Hence, the decision to keep prices equally high for medication abortions – when they might instead be publicly funded – is unlikely to make it any easier for women from all socioeconomic backgrounds to exercise their sexual and reproductive rights.
It is also important to note that, despite the imminent challenges, Japanese women continue to seek abortions, with nearly 145,000 surgical abortions carried out in 2020. Against this demand, the delays in approving the abortion pill, which has long been available in more than 70 countries, only further highlights the failure of medical and government authorities to prioritise women’s health.
After all, while oral contraceptive pills were only approved in Japan in 1999 after a nine-year process, it took the country just six months to approve Viagra, the erectile dysfunction medication produced by Pfizer Inc.
Given the high cost, the need for spousal consent, and the general lack of attention given to women’s well-being, the legislation for medication abortion has already garnered much criticism, with campaigners calling on health authorities to revise their approach and make abortion pills more accessible.

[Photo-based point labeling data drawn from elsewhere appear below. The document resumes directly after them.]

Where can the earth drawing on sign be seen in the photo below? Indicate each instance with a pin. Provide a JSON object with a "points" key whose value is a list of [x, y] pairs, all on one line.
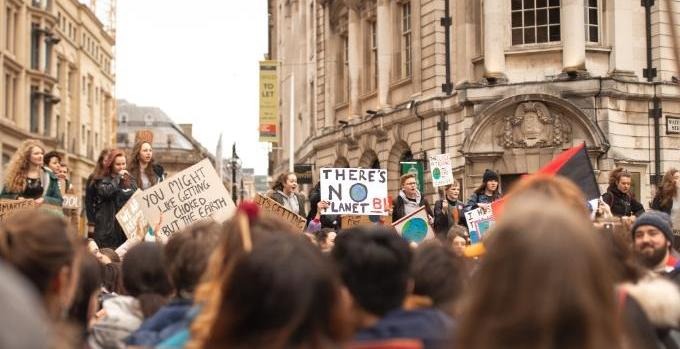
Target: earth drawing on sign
{"points": [[358, 192], [415, 230]]}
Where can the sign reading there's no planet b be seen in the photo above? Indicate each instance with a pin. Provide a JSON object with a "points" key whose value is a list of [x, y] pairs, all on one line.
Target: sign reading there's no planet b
{"points": [[191, 195], [441, 170], [355, 191], [415, 227]]}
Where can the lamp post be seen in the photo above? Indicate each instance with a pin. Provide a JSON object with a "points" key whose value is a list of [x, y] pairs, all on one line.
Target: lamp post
{"points": [[235, 163]]}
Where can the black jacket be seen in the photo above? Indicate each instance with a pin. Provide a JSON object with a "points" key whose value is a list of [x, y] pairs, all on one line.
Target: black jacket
{"points": [[443, 218], [398, 211], [111, 197], [622, 204]]}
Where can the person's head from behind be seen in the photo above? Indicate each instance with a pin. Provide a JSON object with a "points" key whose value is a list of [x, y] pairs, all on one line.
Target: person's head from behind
{"points": [[652, 239], [409, 184], [438, 274], [40, 246], [187, 254], [546, 273], [283, 294], [145, 278], [374, 264], [457, 238], [621, 179]]}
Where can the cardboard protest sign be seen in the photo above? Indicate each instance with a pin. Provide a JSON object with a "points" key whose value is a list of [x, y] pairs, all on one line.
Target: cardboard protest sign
{"points": [[188, 196], [415, 227], [10, 207], [351, 221], [479, 222], [270, 205], [355, 191], [441, 170], [71, 201], [131, 215]]}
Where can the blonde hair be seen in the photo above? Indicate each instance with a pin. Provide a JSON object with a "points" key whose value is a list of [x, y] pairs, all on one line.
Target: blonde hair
{"points": [[17, 169]]}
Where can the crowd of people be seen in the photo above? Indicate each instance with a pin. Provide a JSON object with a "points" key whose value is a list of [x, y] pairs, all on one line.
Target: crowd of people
{"points": [[550, 276]]}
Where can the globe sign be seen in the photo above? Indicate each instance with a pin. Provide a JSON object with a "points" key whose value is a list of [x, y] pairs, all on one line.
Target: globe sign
{"points": [[358, 192], [415, 230]]}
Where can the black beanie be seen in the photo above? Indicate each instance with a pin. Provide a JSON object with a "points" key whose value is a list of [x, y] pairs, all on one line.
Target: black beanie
{"points": [[489, 176]]}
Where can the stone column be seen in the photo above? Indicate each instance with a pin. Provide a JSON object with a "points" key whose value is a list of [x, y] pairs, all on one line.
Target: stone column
{"points": [[384, 53], [494, 39], [622, 33], [354, 43], [573, 36]]}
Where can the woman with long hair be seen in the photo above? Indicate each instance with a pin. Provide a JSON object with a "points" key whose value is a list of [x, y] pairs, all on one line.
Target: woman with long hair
{"points": [[143, 167], [114, 186], [26, 178], [545, 272], [285, 193], [667, 198], [91, 199]]}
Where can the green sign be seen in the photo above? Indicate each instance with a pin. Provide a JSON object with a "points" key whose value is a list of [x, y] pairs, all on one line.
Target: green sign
{"points": [[415, 167]]}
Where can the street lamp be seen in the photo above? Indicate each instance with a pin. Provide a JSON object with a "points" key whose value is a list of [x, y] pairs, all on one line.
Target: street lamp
{"points": [[234, 162]]}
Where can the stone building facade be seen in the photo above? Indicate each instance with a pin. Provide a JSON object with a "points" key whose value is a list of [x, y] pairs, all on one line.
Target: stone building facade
{"points": [[532, 78], [56, 81]]}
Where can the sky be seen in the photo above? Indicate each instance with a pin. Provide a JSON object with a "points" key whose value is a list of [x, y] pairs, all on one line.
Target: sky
{"points": [[198, 62]]}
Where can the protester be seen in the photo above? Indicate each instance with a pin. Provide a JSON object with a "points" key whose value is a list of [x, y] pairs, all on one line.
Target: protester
{"points": [[374, 264], [92, 201], [26, 178], [619, 197], [448, 211], [114, 186], [147, 288], [543, 283], [283, 294], [409, 199], [653, 237], [284, 192], [187, 254], [143, 168], [667, 198], [438, 278], [486, 193]]}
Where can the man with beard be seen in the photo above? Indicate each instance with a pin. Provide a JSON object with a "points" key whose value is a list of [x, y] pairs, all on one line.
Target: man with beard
{"points": [[652, 238]]}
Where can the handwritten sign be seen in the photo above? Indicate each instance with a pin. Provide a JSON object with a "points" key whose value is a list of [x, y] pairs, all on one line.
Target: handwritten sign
{"points": [[191, 195], [441, 170], [71, 201], [270, 205], [130, 216], [352, 221], [479, 222], [415, 227], [10, 207], [355, 191]]}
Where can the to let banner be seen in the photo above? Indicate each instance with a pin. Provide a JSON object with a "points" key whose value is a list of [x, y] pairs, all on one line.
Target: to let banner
{"points": [[269, 101], [355, 191]]}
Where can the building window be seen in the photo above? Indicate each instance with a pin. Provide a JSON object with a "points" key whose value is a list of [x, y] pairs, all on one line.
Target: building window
{"points": [[535, 21], [35, 46], [35, 109], [406, 48], [592, 17]]}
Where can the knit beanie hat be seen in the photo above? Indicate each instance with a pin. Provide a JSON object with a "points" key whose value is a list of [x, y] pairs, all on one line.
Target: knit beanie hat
{"points": [[489, 176], [657, 219]]}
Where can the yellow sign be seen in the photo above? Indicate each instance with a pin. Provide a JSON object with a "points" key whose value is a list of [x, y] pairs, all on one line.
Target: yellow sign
{"points": [[269, 102]]}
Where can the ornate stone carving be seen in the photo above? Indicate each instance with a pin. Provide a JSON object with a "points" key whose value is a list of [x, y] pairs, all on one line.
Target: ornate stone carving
{"points": [[533, 125]]}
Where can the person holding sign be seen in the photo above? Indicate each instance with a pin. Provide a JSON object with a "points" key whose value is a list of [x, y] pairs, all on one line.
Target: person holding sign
{"points": [[284, 193], [486, 193], [448, 211], [143, 168], [114, 186], [409, 199], [26, 178]]}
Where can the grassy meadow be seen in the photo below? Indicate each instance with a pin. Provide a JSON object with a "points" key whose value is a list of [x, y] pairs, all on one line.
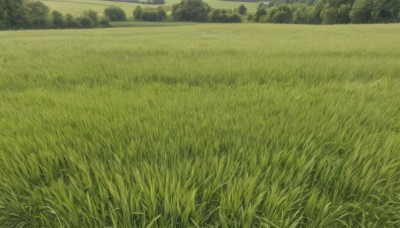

Instead of continuing to trail behind many of its peers on women’s reproductive care, Japan should perhaps listen to the needs of its own citizens. Like men, women have a right to make their own choices, especially when that choice is as personal and momentous as whether to carry and bear a child.
After taking years to approve the manufacturing and marketing of the abortion pill, the Japanese government should now focus on making these drugs widely accessible to women across Japan, irrespective of marital or financial status.
Let’s also not forget that, for many women, reproductive care can be life-saving. Japan’s lawmakers should consider this before the abortion pill legislation sees the light of the day.